To verify if the Shh response is efficiently blocked after 5E1 injection, we analyzed the expression of the gene coding for its receptor Ptch1 by mRNA in situ hybridization. Ptch1 expression is invariably upregulated in response to Shh signaling (Marigo and Tabin, 1996). In control embryos, Ptch1 is expressed in areas adjacent to Shh sources, such as branchial arch mesenchyme, around the foregut, in the ventral part of the neural tube, and around domains of Shh production in the brain (Fig 2C).
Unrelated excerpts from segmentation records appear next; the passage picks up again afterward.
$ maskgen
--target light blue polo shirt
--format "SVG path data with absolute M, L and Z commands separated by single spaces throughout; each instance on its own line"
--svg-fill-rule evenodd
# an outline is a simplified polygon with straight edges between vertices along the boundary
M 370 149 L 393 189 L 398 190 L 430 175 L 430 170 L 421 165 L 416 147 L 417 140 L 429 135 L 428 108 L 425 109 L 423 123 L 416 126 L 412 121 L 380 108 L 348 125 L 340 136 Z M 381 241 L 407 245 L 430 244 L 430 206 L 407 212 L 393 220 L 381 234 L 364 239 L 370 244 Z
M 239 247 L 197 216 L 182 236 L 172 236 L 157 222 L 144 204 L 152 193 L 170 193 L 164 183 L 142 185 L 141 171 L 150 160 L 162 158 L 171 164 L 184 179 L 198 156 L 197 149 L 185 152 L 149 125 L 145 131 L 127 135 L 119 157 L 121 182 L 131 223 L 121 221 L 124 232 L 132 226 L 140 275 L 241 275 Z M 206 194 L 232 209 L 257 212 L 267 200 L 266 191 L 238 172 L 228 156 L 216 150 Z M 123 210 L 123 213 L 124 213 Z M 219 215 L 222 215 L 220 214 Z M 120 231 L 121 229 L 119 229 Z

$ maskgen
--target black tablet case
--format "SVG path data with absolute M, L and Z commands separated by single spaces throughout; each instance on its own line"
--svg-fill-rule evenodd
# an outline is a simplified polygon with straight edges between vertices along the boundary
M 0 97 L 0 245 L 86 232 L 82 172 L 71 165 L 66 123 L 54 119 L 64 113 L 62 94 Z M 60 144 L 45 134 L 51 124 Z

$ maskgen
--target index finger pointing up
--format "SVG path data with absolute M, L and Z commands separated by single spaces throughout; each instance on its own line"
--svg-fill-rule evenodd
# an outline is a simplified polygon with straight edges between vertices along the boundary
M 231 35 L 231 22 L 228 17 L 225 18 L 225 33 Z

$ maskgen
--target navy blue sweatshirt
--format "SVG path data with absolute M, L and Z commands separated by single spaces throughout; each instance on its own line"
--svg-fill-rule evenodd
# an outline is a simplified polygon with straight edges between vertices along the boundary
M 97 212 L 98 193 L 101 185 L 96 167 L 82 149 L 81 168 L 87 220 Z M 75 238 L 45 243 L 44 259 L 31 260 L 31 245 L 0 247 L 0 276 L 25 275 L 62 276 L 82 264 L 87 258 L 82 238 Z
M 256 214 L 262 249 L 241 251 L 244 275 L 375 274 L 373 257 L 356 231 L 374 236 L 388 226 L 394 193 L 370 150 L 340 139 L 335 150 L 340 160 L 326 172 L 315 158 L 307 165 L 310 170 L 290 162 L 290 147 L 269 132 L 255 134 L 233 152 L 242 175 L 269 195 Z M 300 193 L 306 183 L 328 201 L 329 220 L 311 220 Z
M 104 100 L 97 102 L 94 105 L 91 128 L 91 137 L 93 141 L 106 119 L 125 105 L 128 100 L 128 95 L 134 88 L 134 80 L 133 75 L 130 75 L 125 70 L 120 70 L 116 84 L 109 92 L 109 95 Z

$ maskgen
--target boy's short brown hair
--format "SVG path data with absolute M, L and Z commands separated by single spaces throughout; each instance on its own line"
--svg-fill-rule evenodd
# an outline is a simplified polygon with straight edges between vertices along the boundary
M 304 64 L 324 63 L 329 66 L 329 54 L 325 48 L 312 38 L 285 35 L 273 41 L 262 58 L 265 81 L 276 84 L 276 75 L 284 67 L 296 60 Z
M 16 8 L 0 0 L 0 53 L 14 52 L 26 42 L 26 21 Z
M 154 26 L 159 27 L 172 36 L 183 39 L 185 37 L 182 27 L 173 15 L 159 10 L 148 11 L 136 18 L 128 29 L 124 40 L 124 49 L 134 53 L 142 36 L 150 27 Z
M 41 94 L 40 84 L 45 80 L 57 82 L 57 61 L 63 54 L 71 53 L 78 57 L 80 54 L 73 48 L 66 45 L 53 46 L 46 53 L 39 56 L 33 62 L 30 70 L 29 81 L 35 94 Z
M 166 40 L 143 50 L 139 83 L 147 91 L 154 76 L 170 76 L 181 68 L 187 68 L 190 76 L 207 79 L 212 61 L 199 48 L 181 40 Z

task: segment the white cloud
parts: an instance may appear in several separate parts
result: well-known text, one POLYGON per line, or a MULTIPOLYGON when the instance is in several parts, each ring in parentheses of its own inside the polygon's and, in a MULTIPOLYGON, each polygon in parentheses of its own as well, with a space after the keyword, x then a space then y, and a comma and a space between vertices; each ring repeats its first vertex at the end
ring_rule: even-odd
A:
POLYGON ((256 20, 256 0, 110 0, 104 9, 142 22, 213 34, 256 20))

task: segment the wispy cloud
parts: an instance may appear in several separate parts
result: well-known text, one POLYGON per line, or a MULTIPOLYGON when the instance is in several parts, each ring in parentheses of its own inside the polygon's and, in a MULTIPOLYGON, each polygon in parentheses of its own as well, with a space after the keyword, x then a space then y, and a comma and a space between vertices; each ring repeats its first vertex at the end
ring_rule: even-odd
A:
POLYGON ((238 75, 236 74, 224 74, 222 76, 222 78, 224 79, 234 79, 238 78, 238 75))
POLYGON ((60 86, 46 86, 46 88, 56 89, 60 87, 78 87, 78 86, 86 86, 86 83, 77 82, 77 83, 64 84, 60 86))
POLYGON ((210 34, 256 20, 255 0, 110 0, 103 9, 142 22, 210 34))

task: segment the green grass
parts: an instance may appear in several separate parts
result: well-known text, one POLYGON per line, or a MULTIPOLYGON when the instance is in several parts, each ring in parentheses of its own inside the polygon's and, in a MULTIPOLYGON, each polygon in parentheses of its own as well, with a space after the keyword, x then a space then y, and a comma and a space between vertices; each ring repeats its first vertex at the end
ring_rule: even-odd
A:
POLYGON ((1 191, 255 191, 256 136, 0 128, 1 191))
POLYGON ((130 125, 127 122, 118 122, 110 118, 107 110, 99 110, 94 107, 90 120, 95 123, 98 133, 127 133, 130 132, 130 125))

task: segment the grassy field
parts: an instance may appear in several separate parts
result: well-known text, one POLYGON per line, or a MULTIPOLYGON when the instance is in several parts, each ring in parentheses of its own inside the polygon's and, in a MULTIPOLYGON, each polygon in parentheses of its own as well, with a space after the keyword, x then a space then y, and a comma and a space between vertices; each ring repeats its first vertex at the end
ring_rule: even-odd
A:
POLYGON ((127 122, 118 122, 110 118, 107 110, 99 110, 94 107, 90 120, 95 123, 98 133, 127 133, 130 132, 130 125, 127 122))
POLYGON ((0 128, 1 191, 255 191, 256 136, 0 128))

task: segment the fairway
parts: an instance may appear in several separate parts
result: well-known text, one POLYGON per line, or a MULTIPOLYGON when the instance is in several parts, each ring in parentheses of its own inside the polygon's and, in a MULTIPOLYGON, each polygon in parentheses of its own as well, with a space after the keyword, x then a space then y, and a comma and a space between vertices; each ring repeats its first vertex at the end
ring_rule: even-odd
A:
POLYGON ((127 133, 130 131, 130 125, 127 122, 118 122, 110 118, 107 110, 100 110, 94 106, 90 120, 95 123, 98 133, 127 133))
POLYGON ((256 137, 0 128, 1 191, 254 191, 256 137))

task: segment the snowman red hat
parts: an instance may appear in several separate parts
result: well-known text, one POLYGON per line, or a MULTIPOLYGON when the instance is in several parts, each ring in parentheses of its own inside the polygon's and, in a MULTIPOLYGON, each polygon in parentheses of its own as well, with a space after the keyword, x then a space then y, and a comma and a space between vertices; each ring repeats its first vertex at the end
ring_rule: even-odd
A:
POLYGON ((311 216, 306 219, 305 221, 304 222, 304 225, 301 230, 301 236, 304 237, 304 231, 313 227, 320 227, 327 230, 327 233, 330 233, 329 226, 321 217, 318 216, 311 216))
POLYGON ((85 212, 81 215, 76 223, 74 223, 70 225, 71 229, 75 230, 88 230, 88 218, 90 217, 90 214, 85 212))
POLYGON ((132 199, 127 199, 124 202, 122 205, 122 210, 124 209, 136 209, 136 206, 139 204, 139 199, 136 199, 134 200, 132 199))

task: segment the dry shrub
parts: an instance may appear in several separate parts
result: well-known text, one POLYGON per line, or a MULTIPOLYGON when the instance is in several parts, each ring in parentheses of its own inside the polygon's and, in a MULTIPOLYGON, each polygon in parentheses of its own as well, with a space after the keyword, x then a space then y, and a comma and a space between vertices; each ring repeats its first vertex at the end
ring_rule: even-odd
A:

In embryos injected with 5E1 cells, Ptch1 expression in the neural tube and endoderm is decreased and no Ptch1 expression is found in the abutting mesenchyme (Fig 2D), demonstrating a significant attenuation of the Shh response. Residual expression of Ptch1 could be the result of incomplete inhibition, but also be caused by other Hh ligands, which are not recognized by 5E1 (Goodrich et al., 1997; Carpenter et al., 1998).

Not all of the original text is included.